Access data must be retained for 90 days, unless prohibited by law. After that, cardholder data must be destroyed. For example, paper forms with cardholder data must be shredded once the retention period has passed.

To summarize, access control measures can be categorized into two types: physical and logical. Physical access controls include locks, tangible mechanisms, and other physical systems that protect sensitive information. Logical access controls, on the other hand, limit the use of payment devices, computing devices, and wireless networks to authorized users only.

Here are the key steps to implement access control measures:

Network Resource Access Monitoring is a crucial aspect of maintaining a secure and compliant environment. You're required to keep system logs for a minimum of one year.

To implement effective monitoring, your organization must track and monitor all access to network resources and cardholder data. This involves implementing system logging to connect specific actions to specific accounts and individuals.

System logs should be backed up to a centralized server to prevent alteration or deletion of log information. This ensures that you have at least three months' worth of logs readily available at all times.

Daily log reviews are essential to address any anomalies as soon as they occur. This proactive approach helps prevent potential security breaches and ensures compliance with regulations.

A Service Provider is defined by the PCI SSC as a business entity not directly involved in payment brands, but still involved in processing, storage, or transmission of cardholder data.

This definition includes companies that provide services controlling or impacting cardholder data security.

The "merchant as a service provider" role is specified by the PCI SSC as a merchant accepting payment cards for goods and/or services, storing, processing, or transmitting cardholder data on behalf of other merchants or service providers.

Service Providers must achieve compliance, which can be learned more about in the blog post "PCI Compliance and the Service Provider".

PCI DSS is a set of security standards designed to ensure that all companies that accept, process, store, or transmit credit card information maintain a secure environment.

The term "card data" refers to sensitive information associated with a payment card, including the card number, expiration date, and security code.

A merchant is any entity that accepts payment cards bearing the logos of any of the five members of PCI SSC as payment for goods and/or services.

To qualify as a merchant, you need to accept payment cards from companies like American Express, Discover, JCB, MasterCard, or Visa.

You might be surprised to learn that a merchant can also be a service provider if the services sold result in storing, processing, or transmitting cardholder data on behalf of other merchants or service providers.

For example, an Internet Service Provider (ISP) is both a merchant and a service provider - they accept payment cards for monthly billing, but also host merchants as customers.
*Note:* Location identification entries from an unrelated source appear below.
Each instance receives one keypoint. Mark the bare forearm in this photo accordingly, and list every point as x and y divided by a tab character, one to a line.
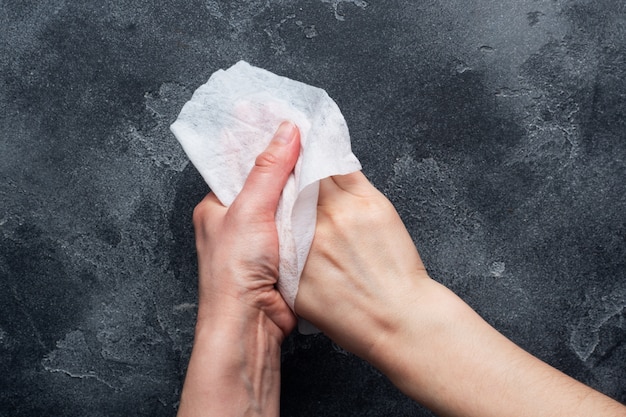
234	370
447	357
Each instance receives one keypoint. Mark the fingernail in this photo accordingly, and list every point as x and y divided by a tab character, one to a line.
285	133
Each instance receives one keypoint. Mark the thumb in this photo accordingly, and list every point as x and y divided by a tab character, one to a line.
272	167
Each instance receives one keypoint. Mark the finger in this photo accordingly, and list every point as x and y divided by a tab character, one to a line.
328	190
209	208
261	192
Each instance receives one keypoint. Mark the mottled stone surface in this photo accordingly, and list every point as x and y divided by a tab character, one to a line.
497	128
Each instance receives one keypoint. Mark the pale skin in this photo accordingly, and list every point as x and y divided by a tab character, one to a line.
365	286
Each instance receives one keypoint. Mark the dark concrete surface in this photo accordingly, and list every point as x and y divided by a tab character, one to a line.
497	128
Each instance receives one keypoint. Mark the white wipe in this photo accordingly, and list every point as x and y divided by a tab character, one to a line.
231	119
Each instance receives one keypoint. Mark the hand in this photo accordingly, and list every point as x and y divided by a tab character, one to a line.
362	261
365	286
242	319
238	246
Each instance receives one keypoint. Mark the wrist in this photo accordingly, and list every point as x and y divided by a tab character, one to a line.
234	367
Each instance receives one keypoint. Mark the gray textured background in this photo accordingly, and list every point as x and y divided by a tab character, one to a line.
497	128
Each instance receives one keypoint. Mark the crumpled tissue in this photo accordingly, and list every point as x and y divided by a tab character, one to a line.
231	119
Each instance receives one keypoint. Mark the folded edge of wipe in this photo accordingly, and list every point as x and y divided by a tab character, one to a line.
231	119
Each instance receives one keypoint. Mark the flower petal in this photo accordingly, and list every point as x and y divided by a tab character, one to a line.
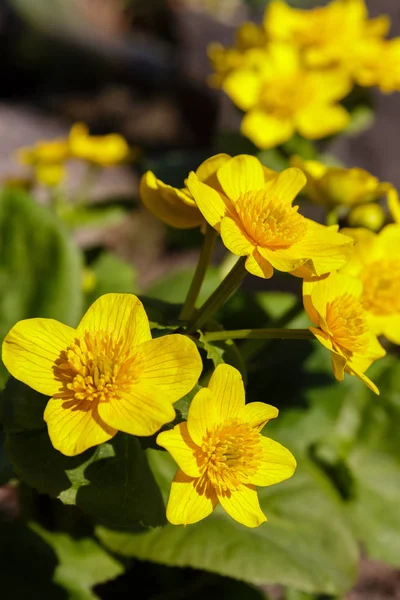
226	385
287	184
276	464
258	266
190	500
122	315
203	415
75	426
212	205
320	121
241	174
234	238
182	448
266	131
243	506
258	414
31	348
171	364
171	205
142	410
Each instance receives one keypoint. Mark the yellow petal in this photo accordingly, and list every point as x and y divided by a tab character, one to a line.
141	410
243	506
190	500
276	464
30	350
226	385
211	204
266	131
243	87
122	315
287	184
258	414
170	205
320	121
202	415
258	266
172	364
241	174
75	427
234	238
182	448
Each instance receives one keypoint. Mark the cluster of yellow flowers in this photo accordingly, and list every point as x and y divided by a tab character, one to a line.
48	158
290	73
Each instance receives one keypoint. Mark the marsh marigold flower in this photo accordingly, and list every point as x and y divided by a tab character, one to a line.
253	211
376	262
334	305
222	455
281	97
107	375
335	186
174	206
102	150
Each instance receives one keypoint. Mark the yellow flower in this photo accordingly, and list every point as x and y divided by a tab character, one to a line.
174	206
104	150
107	375
335	186
376	262
333	304
328	36
253	212
221	454
280	97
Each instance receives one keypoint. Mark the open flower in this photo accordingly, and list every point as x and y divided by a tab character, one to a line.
376	262
176	207
254	214
221	454
335	186
107	375
334	305
281	97
102	150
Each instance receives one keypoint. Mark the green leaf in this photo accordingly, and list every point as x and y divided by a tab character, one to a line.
82	563
305	544
40	267
110	274
111	483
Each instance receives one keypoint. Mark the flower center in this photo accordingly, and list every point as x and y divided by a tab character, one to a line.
381	281
347	325
269	222
94	368
230	454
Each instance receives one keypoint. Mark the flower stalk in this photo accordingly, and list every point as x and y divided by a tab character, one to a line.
201	269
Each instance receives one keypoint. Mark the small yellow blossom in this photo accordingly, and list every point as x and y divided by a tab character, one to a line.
376	262
372	216
335	186
104	150
253	212
107	375
222	455
174	206
281	97
47	160
327	36
333	304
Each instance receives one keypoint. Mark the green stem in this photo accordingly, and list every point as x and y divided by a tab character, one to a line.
220	295
257	334
198	277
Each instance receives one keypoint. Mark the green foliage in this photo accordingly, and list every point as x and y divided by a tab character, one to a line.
40	267
112	483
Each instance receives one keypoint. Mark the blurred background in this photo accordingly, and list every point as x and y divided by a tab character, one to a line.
139	68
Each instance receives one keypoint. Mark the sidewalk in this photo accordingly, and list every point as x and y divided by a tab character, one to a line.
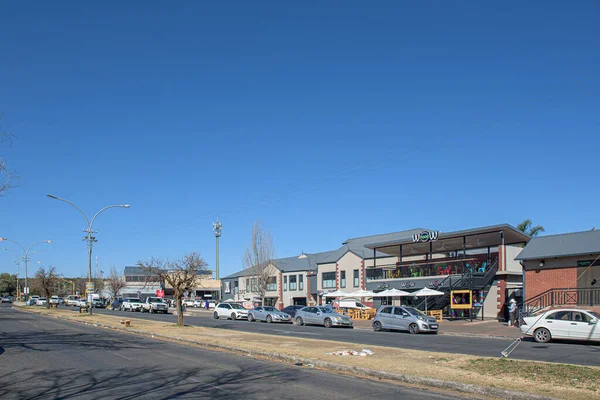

Pa is a term used in various contexts, including music and family relationships.

In music, a pa is a section of a musical composition, typically a group of notes played together.

A pa in music can also refer to a specific time signature, such as 4/4 or 3/4.

Pa is also used in some cultures to refer to a father or a male parent figure.

In these cultures, the term "pa" is often used with affection and respect.

The Payment Card Industry Security Standards Council (PCI SSC) was formed in September 2006 by MasterCard, American Express, Visa, JCB International, and Discover Financial Services.

These companies came together to create a unified set of security standards for the payment card industry. The PCI DSS was developed to address interoperability problems among existing standards and provide an additional level of protection for card issuers.

The first version of the PCI DSS, version 1.0, was released in December 2004. It was later updated to version 1.1 in September 2006, which included clarification and minor revisions.

Here's a list of the major versions of the PCI DSS, along with their release dates and notable changes:

The PCI DSS has been widely adopted and is now implemented and followed worldwide.